Looks like it has to do with how LightGBM outputs Random Forest regression models. I found two related issues #669 and #6217.
Someone suggested to multiply the contributions value with the number of trees would give the values in the scale of the output variable.
Where do we get the number of trees in gpboost?
I tried to set the n_estimators in the param list but it doesn't take n_estimators.
Here is a reproducible example:
# Simulate data
ntrain = 5000 # number of samples for training
n = 2 * ntrain # combined number of training and test data
m = 500 # number of categories / levels for grouping variable
sigma2_1 = 1 # random effect variance
sigma2 = 1 ** 2 # error variance
# Simulate non-linear mean function
np.random.seed(1)
X, F = datasets.make_friedman3(n_samples=n)
X = pd.DataFrame(X,columns=['variable_1','variable_2','variable_3','variable_4'])

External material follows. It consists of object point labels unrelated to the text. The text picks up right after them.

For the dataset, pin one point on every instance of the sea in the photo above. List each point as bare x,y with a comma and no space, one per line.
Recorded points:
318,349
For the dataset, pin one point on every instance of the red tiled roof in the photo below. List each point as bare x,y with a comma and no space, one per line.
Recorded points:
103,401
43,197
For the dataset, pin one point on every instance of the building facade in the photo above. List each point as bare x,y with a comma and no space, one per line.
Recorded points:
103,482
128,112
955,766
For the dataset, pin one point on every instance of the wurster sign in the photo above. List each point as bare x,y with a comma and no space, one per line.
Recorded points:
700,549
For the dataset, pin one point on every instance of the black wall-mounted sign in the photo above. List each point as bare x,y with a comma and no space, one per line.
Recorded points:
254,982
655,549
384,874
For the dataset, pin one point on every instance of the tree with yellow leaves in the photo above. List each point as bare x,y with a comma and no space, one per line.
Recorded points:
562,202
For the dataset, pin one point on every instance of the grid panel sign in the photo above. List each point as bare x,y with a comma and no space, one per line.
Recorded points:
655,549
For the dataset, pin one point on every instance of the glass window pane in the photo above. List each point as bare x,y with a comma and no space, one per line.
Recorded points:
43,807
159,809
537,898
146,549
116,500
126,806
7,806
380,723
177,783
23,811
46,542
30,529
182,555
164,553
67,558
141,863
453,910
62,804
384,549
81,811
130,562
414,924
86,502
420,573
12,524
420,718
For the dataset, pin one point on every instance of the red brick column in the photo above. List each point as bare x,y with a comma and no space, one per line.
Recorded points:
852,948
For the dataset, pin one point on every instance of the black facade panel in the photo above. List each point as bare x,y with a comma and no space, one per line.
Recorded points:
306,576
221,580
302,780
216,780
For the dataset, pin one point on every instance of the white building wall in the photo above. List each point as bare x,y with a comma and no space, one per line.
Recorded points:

F = F * 10**0.5 # with this choice, the fixed-effects regression function has the same variance as the random effects
# Simulate random effects
group_train = np.arange(ntrain) # grouping variable
for i in range(m):
group_train[int(i * ntrain / m):int((i + 1) * ntrain / m)] = i
group_test = np.arange(ntrain) # grouping variable for test data. Some existing and some new groups
m_test = 2 * m
for i in range(m_test):
group_test[int(i * ntrain / m_test):int((i + 1) * ntrain / m_test)] = i
group = np.concatenate((group_train,group_test))
b = np.sqrt(sigma2_1) * np.random.normal(size=m_test) # simulate random effects
Zb = b[group]
# Put everything together
xi = np.sqrt(sigma2) * np.random.normal(size=n) # simulate error term
y = F + Zb + xi # observed data
# split train and test data
y_train = y[0:ntrain]
y_test = y[ntrain:n]
X_train = X.iloc[0:ntrain,]
X_test = X.iloc[ntrain:n,]
Summary of the output variable, y
pd.DataFrame(y_train).describe()
count 5000.000000
mean 4.124520
std 1.732864
min -2.448804
25% 3.063291
50% 4.251012
75% 5.259857
max 9.623841
# Define and train GPModel
gp_model = gpb.GPModel(group_data=group_train)
# create dataset for gpb.train function
data_train = gpb.Dataset(X_train, y_train)
# specify tree-boosting parameters as a dict
params = { 'objective': 'regression_l2', 'learning_rate': 0.1,
'max_depth': 6, 'min_data_in_leaf': 5, 'verbose': 0 }
# train model
bst = gpb.train(params=params, train_set=data_train, gp_model=gp_model, num_boost_round=31)
If I use, pred_latent=True
in the bst.predict()
, then we get values similar to the output
pred = bst.predict(data=X_test, group_data_pred=group_test, pred_latent=True)
pred
Out[]: {'fixed_effect': array([4.49024473, 4.61357281, 4.7404804 , ..., 4.69610829, 4.37190392,
4.75426338]),
'random_effect_mean': array([0.14302215, 0.14302215, 0.14302215, ..., 0. , 0. ,
0. ]),
'random_effect_cov': None,
'response_mean': None,
'response_var': None}
Is it possible to get similar output when extracting the SHAP values in
import shap
import numpy as np
shap_values = shap.TreeExplainer(bst).shap_values(X_test)
I see that the num_boost_round=31
is what I need.
This is not a new issue for LightGBM model but I am wondering is there a way I could get the SHAP values in the same scale as models output?